El landó se detuvo y el cochero recibió la orden de regresar transcurrida una hora exacta. Entonces, Alveston encabezó la expedición, sosteniendo en una mano las riendas de Pompeyo, y en la otra la cesta con las viandas. Los tres caminaron entre los troncos brillantes de los árboles y, por el transitado sendero, llegaron a la cabaña. No llevaban aquellos alimentos por caridad -‌en Pemberley no había ningún miembro del servicio sin techo, comida o ropa-‌, sino que eran exquisiteces que la cocinera preparaba con esmero por si abrían el apetito de Wilclass="underline" consomés hechos con el mejor buey, ligados con jerez, según una receta inventada por el doctor McFee, pequeñas y sabrosas tartaletas que se derretían en la boca, jaleas de fruta, y melocotones y peras madurados en los invernaderos. El enfermo ya apenas toleraba siquiera aquellas delicias, pero eran recibidas con gratitud, y si Will no las comía, su madre y su hermana darían buena cuenta de ellas.

A pesar de avanzar en silencio, la señora Bidwell debió de oírlos, pues esperaba junto a la puerta para darles la bienvenida. Era una mujer menuda y delgada, cuyo rostro, como una acuarela borrosa, seguía evocando la belleza frágil y la promesa de la juventud, aunque últimamente la angustia y la dureza de la muerte lenta de su hijo la habían convertido en una anciana. Elizabeth le presentó a Alveston, quien, sin mencionar directamente a Will, logró transmitirle un sentimiento de auténtica compasión. Le dijo que era un placer conocerla y sugirió que esperaría a la señora y a la señorita Darcy en el banco exterior.

– ‌Lo hizo mi hijo William, señor, y lo terminó la semana antes de caer enfermo. Era un buen carpintero, como verá, y le gustaba crear y fabricar muebles. La señora Darcy tiene en su casa una mecedora, ¿no es cierto, señora?, que Will fabricó la Navidad anterior al nacimiento del señorito Fitzwilliam.

– ‌Así es -‌corroboró Elizabeth-‌. La tenemos en gran estima y siempre pensamos en Will cuando los niños se suben en ella.

Alveston le dedicó una inclinación de cabeza, salió y se sentó en el banco, que estaba situado donde empezaba el bosque y resultaba apenas visible desde la cabaña, mientras Elizabeth y Georgiana lo hacían en el saloncito, en los lugares que les indicaron. Se trataba de una estancia amueblada con sencillez, con una mesa ovalada y cuatro sillas, y otras dos más cómodas a cada lado de la chimenea, rematada por una ancha repisa atestada de recuerdos familiares.
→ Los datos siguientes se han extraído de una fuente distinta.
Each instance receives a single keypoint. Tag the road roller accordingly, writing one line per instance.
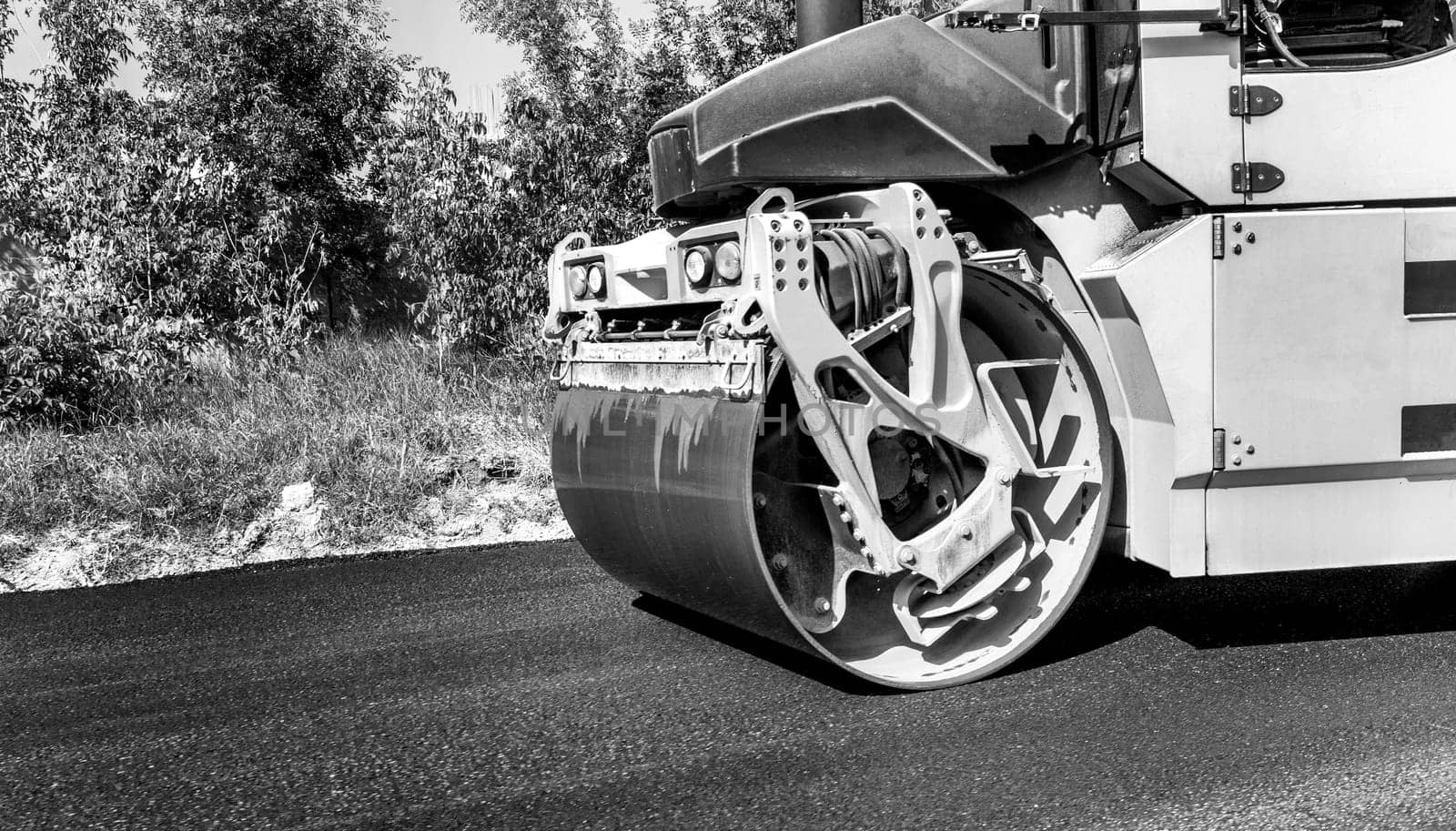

La ventana delantera estaba entreabierta, pero aun así el calor resultaba sofocante, y aunque el dormitorio de Will Bidwell se encontraba en la planta superior, la cabaña entera parecía impregnada del olor acre de una larga enfermedad. Junto a la ventana había una cuna-balancín, y a su lado una mecedora. Con el permiso de la señora Bidwell, Elizabeth se acercó a ver al pequeño durmiente y felicitó a la abuela por la belleza y la buena salud del recién llegado. Louisa no se veía por ninguna parte. Georgiana sabía que la señora Bidwell agradecería poder hablar a solas con Elizabeth y, tras preguntar por Will y expresar su admiración por el bebé, aceptó la sugerencia de su cuñada, que las dos habían acordado de antemano, de que saliera a reunirse con Alveston. En un momento vaciaron el cesto, cuyo contenido fue recibido con muestras de agradecimiento, y las dos mujeres se sentaron frente a la chimenea.